Last, not least, como dicen los ingleses, aunque el Archiduque tuvo suerte en librarse de Santa Anna, muchos de los mexicanos que lo rodean y apoyan están muy lejos de gozar de un prestigio impecable. Lo mismo los que viven en Europa, como esa caricatura de Catón: Gutiérrez Estrada, enriquecido con el sudor y la agonía de sus esclavos henequeneros, o Hidalgo y Esnaurrízar, quien tuvo el descaro, apenas nombrado embajador en París por Maximiliano, de aumentarse él mismo el sueldo en varios miles de piastras, que los que viven en México como Leonardo Márquez el asesino de Tacubaya. Para colmo, entre los que ahora cruzan el Atlántico con el Archiduque, hay también más de un personaje de dudosa fama, como el General Adrián Woll D’Obm, antiguo tallador de naipes en un casino y que dejó abandonada a su mujer como cocinera en la Legación de Francia, y Francisco de Paula y Arrangóiz, acusado de ladrón, porque cuando representó a Santa Anna en el Tratado de La Mesilla se autoadjudicó una «comisión» exorbitante: cerca de setenta mil dólares. Nuevamente, toda esta información me la ha proporcionado mi amigo, el sabio mexicano.

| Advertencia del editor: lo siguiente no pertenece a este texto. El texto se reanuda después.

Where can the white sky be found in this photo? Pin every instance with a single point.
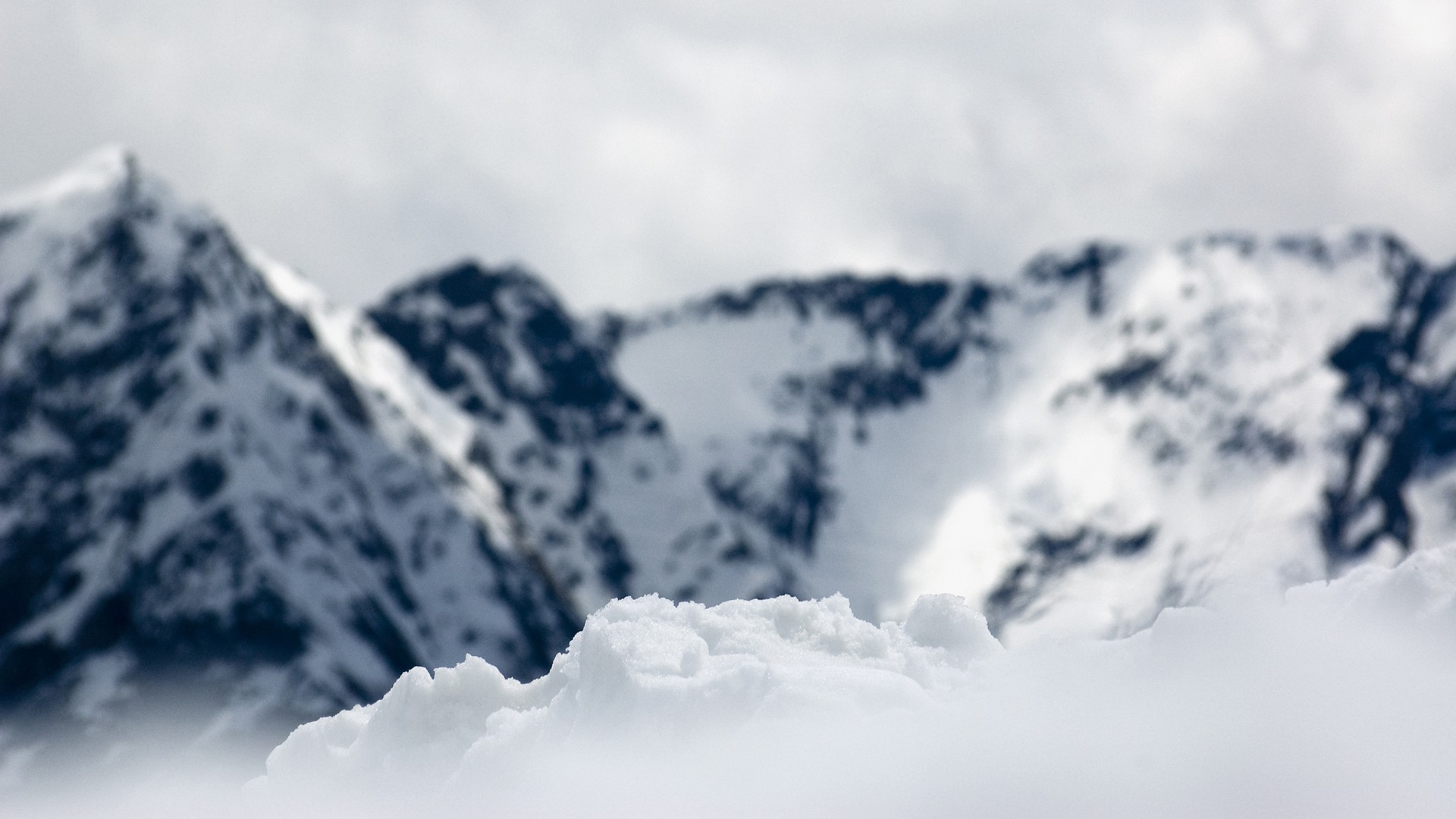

Parecería que esta carta es un regaño interminable. Pero no, Jean Pierre, por favor: entiende que nada de esto es contra ti, que yo comprendo muy bien que eres un patriota, y que como oficial del ejército francés no haces sino cumplir con un deber que quizás te es desagradable, pero que es un deber al fin y al cabo. Sólo te pediría que reflexionaras un poco en lo que dijo Víctor Hugo: la guerra a México no se la hace Francia, se la hace el Imperio. También debería yo dedicar más espacio a cuestiones personales, a hablar de lo que todo el mundo habla en las cartas: del clima, de la salud. Bueno, pues estamos bien, Claude y yo, aunque ella acaba de salir de un resfrío que la tuvo en cama casi por ocho días. Tenemos una bella primavera (aunque cuando te llegue esta carta, me temo, nos estaremos ya asando). Precisamente elegí una tarde luminosa para enseñarle a Claude tu carta. Estábamos en los jardines de Luxemburgo, y caminábamos por una vereda materialmente alfombrada de pétalos. Dentro de unos días le entregarán ya su vestido de bodas. Me alegro que Carmen sea una excelente cocinera, como dices, y que hayas aprendido a disfrutar la cocina mexicana que, según mi erudito amigo, es muy variada y por su calidad (dice, con toda seriedad) está a la altura de la cocina china o la francesa. Me permito ponerlo en duda hasta no convencerme personalmente de lo contrario, y estoy de acuerdo contigo en que todo tiene un límite: si comer iguana o armadillo es una audacia, comer huevecillos de mosco o gusanos de agave sería una temeridad. Te abraza con el cariño de siempre tu afectísimo hermano que no te olvida,

ALPHONSE.

PS. Dos aclaraciones pertinentes: me atrae la obra de Von Clausewitz, pero no porque me interese la estrategia, sino por su contenido político. Después de todo, él fue el que dijo que la guerra no es sino la continuación de la política, ¿no es cierto? Ahora que, si el Fuerte de Perote estaba o no abaluartado al estilo Cormontaigne como las plazas del Mosela, tal y cual lo afirmas en una de tus cartas, pues eso sí que no me dice nada. Y por favor, Jean Pierre: yo jamás he usado un monóculo cuadrado. El que lo usa o lo usaba, según tengo entendido y por el afán de imitar a Morny, su protector, era Dubois de Saligny, quien por cierto ha caído de la gracia de Luis Napoleón. De nuevo un abrazo.